Dynamic Response Services

The suite of Dynamic Response Services - Dynamic Containment (DC), Dynamic Moderation (DM), and Dynamic Regulation (DR) - are a significant portion of battery revenues. Assets bid into these services day-ahead with results published by ESO. We use the published clearing price and contracted volume for each asset to determine revenues for each asset, from each of the Dynamic Response Services.

Imbalance payments

By providing frequency response, batteries have to charge and discharge in response to deviations in grid frequency. This energy has to be bought or sold at the system price (also known as the imbalance, or cashout price). To calculate Imbalance payments, we estimate the volume of energy required to deliver the service by comparing against 1 Hz frequency data. This dataset is published at the end of the month, so whilst we wait for this dataset we estimate the energy required using the 1 Hz frequency for the equivalent time period last year.

Balancing Mechanism registered units (BMUs) receive ABSVD payments/charges, which cover the cost/revenue from exporting/importing energy whilst delivering Dynamic Response Services. As such, we don't show any Imbalance payments for BMUs, because they're entirely recovered through ABSVD, and therefore have no impact on the net revenue of an asset.

For Non-BMUs, we show the imbalance payments assets must make to deliver each service.
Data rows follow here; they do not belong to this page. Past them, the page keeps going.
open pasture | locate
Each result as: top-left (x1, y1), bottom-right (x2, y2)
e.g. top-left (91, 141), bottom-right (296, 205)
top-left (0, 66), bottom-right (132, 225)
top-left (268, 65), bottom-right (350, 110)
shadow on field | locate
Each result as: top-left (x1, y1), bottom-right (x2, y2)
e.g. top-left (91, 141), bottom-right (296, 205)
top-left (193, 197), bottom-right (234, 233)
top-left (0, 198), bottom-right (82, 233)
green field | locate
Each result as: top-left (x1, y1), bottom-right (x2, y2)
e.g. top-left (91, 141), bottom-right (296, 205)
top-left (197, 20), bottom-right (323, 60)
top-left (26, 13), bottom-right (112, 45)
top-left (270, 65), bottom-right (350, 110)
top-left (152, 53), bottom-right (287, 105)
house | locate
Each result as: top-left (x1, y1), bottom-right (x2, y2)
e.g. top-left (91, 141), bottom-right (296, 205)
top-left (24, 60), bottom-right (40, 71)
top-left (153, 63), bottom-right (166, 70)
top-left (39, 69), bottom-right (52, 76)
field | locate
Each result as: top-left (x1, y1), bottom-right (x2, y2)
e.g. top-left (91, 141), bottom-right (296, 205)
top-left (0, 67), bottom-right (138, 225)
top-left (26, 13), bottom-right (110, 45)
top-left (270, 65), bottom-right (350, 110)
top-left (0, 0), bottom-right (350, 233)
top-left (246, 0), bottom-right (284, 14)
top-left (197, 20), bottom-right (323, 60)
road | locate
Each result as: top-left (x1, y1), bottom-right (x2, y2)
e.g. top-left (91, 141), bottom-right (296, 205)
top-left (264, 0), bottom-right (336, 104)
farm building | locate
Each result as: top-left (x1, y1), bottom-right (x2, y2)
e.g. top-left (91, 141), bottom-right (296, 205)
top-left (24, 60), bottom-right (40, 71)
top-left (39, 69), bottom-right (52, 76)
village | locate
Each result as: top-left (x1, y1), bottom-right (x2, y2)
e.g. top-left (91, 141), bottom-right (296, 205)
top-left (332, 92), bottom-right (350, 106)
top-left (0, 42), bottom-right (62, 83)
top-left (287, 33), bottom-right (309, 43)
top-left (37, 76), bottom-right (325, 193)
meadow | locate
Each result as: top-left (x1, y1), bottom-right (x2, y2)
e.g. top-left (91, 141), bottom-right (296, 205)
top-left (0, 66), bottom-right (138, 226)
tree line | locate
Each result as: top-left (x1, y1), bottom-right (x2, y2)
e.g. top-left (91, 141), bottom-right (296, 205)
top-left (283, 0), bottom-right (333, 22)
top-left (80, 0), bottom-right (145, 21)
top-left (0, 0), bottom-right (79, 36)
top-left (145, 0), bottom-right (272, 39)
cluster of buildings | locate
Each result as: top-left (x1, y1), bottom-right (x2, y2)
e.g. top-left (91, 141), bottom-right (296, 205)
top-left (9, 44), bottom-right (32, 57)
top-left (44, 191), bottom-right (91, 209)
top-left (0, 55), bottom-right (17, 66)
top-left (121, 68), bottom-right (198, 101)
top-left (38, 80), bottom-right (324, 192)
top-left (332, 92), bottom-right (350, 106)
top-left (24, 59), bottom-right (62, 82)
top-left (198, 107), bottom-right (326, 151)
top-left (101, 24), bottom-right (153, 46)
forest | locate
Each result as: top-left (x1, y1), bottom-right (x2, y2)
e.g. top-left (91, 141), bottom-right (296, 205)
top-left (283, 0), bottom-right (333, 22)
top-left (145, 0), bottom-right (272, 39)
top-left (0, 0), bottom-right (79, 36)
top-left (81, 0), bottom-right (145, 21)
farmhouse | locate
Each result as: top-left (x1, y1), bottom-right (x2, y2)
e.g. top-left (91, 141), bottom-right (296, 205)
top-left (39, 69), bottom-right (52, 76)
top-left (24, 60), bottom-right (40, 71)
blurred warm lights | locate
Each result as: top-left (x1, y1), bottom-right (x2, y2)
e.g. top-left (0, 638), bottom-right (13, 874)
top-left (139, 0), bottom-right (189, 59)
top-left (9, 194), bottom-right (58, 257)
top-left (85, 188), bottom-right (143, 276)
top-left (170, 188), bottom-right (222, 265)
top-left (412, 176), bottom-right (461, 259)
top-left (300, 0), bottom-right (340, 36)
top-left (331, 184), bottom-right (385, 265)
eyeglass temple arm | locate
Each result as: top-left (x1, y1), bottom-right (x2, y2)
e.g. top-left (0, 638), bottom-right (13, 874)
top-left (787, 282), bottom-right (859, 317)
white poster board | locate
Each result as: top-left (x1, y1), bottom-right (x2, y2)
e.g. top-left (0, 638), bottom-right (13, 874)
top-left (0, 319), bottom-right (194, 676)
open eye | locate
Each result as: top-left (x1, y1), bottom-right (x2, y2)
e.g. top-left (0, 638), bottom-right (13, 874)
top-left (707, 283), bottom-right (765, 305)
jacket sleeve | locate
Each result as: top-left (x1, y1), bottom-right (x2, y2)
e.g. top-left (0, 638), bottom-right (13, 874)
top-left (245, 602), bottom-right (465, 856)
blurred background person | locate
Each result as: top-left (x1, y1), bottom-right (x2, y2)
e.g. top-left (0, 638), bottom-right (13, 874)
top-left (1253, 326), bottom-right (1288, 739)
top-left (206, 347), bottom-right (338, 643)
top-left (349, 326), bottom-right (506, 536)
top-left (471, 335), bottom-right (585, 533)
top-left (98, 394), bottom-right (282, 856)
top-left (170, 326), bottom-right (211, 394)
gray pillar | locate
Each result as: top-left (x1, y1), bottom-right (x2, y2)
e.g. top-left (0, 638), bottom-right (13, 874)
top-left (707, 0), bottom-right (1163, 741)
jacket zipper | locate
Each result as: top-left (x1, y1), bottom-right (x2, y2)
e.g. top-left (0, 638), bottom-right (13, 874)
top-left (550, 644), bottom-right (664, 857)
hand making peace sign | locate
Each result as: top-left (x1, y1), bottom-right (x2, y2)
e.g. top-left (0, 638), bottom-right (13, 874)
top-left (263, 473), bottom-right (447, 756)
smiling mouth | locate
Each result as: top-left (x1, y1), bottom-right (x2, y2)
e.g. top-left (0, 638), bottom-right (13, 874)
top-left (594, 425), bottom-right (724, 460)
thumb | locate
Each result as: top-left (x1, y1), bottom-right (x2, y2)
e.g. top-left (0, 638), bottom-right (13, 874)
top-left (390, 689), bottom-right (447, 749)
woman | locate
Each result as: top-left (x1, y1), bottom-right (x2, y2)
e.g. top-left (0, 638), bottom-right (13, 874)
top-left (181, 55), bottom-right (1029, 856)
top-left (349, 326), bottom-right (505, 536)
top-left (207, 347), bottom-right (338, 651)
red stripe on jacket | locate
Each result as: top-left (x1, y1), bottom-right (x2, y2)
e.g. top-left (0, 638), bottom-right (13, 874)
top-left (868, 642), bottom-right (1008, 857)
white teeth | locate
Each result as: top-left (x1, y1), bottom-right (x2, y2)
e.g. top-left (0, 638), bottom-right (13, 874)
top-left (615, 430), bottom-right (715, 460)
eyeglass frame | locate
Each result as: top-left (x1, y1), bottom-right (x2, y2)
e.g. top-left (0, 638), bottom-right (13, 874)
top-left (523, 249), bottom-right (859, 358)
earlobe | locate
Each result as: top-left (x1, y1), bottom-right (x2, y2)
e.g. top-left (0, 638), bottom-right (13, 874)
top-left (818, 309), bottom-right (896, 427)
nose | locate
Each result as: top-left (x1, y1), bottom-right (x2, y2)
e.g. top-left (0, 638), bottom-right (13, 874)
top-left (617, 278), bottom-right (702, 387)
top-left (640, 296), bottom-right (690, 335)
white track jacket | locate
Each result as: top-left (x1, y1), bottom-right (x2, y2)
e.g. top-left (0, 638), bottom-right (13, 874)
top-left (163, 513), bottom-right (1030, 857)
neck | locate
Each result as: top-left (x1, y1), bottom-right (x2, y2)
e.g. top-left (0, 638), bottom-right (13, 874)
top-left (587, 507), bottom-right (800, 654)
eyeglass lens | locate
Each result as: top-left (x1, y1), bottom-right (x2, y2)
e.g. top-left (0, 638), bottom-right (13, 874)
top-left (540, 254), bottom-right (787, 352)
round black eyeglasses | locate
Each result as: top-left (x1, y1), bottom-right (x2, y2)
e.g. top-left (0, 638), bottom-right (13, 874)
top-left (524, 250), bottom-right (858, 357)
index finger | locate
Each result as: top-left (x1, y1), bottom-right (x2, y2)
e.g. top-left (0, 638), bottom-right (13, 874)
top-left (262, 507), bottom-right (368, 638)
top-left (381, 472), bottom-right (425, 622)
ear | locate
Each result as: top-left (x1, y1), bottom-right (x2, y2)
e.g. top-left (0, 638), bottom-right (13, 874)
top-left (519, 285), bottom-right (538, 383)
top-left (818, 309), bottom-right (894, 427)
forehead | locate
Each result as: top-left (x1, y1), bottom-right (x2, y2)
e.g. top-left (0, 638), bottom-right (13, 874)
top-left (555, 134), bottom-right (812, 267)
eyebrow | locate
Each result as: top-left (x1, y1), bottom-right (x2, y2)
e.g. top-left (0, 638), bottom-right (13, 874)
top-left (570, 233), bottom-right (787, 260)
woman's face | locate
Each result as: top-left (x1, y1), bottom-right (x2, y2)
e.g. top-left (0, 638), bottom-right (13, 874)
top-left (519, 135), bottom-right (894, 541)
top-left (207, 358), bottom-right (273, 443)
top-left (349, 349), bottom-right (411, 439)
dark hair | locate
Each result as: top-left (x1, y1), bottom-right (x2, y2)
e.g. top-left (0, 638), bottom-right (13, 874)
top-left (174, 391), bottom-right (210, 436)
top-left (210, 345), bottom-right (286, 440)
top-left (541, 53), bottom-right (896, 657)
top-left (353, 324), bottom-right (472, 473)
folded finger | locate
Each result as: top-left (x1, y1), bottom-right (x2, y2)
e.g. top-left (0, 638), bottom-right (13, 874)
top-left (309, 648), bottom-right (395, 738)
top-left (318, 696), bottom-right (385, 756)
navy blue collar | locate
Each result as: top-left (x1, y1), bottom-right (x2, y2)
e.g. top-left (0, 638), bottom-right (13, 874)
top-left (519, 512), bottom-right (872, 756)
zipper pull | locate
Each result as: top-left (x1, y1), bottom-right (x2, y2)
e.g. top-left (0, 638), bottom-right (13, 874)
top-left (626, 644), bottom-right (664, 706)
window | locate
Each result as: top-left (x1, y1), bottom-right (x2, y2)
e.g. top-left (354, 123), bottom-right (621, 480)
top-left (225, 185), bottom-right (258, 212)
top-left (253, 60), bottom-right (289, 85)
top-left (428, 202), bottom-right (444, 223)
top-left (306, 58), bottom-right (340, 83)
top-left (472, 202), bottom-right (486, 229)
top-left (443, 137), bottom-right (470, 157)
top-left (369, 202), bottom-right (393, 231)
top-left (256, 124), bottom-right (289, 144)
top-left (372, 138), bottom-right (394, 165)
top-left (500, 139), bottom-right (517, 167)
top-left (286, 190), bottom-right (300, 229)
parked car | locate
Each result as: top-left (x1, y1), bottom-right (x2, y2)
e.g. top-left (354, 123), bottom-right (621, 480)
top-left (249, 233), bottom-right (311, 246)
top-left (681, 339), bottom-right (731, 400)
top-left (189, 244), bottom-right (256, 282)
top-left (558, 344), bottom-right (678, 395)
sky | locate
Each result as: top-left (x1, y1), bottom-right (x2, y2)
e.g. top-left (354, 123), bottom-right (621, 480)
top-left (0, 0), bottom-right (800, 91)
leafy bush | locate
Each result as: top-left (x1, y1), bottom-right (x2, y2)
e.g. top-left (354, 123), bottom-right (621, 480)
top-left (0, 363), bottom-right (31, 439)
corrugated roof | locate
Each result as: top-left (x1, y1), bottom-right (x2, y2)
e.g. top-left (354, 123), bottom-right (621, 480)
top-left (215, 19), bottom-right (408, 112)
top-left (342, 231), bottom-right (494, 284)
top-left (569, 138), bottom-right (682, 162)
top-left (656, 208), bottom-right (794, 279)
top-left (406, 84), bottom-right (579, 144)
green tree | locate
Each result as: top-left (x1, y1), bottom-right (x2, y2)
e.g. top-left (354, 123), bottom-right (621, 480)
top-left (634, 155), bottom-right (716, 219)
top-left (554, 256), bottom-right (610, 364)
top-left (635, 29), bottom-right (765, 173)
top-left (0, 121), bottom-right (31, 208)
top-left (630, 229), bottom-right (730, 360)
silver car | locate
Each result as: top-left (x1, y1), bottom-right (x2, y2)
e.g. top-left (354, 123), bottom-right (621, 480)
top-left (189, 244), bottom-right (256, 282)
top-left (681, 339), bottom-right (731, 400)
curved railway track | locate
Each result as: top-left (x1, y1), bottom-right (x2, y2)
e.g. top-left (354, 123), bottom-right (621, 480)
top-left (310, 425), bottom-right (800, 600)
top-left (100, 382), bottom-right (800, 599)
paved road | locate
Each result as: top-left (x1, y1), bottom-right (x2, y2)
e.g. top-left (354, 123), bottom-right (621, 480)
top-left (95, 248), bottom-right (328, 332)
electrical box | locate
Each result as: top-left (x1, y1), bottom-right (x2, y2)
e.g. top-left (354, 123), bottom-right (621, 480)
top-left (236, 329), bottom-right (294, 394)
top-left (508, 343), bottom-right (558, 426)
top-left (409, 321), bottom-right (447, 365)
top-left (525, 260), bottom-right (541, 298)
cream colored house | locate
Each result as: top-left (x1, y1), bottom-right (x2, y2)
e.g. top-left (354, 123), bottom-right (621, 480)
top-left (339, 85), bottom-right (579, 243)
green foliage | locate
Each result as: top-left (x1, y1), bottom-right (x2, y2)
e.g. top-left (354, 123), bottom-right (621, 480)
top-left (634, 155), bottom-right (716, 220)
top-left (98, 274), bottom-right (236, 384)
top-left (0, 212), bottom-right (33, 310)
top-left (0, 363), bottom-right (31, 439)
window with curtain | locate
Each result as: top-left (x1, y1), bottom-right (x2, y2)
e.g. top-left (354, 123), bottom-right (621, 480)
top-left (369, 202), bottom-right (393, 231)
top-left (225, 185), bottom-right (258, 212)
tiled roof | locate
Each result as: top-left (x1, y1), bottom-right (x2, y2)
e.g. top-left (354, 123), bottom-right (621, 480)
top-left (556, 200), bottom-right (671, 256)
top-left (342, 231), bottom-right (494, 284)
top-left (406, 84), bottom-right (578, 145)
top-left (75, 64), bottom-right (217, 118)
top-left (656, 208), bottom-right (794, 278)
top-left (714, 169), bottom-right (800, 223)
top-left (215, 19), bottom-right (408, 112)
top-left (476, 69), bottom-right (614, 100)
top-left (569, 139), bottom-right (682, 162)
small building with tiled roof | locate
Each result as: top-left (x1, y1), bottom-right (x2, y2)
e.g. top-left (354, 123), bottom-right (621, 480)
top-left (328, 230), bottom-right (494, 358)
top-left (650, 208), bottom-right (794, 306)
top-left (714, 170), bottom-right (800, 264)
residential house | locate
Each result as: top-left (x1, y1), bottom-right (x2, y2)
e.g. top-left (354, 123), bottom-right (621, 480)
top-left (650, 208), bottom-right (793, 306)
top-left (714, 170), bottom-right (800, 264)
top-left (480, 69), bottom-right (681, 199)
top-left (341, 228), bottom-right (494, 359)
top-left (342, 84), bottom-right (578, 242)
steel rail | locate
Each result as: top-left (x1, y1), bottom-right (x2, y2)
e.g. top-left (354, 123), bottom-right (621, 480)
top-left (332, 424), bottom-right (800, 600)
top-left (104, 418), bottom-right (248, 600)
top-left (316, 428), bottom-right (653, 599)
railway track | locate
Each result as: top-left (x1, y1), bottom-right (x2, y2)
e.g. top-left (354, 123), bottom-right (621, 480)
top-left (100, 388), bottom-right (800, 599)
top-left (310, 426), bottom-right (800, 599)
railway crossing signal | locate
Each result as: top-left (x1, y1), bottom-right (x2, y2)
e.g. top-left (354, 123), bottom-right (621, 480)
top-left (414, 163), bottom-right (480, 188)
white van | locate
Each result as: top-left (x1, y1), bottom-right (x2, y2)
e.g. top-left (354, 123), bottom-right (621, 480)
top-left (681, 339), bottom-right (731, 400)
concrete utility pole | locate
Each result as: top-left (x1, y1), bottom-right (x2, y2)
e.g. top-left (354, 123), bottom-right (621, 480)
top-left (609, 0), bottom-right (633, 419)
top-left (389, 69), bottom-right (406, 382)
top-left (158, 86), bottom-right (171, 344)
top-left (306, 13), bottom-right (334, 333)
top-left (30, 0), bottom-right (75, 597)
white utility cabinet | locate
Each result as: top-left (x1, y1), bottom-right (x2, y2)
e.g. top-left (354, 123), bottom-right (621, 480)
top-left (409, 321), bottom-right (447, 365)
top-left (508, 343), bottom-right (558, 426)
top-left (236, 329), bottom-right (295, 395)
These are particularly high for the services which have a high throughput - ie Dynamic Regulation.

State of charge management

Delivering frequency response causes a battery to charge or discharge, changing its state of charge. This is managed by the battery operator, who must ensure it can continue to deliver the service it is contracted for.

We assume that enough energy is bought or sold for managing state of charge in each settlement period so that there is no impact on the asset's state of charge from delivering frequency response across the settlement period. In other words - the volume of energy calculated for imbalance payments is equal to the energy used for state of charge management.

However, importing and exporting energy from a battery is not 100% efficient. We assume import efficiencies of 85% and export efficiencies of 99%. Therefore, to maintain a steady state of charge while the battery is performing high frequency response (i.e., importing energy), the battery must also export energy. We assume it exports, or sells, 0.85 times the energy it imports as a result of doing high Dynamic Response services. When performing low frequency response (i.e., exporting energy), the battery imports energy to manage state of charge. We assume it imports, or buys, 1/0.99 times the energy it exports as a result of doing high Dynamic Response services.

For non-BMUs, we assume this energy is bought and sold on the imbalance market at the system price, and this is shown in the revenue breakdown for each asset.

For BMUs, state-of-charge management activities are reported under physical notifications, as units must notify the control room 1 hour ahead of delivery what their power output will be. So, we assume BMUs trade energy for state of charge management on the wholesale market. We do not show a state of charge management revenue item for BMUs in the Benchmark as they fall within the wholesale revenues.

Performance penalties

Assets contracted to provide Dynamic Response Services are subject to performance monitoring. Failure to deliver services in line with the service requirements results in fines levied against the operator. As there exists no publicly available data on performance penalties, we cannot include these penalties in the Benchmark.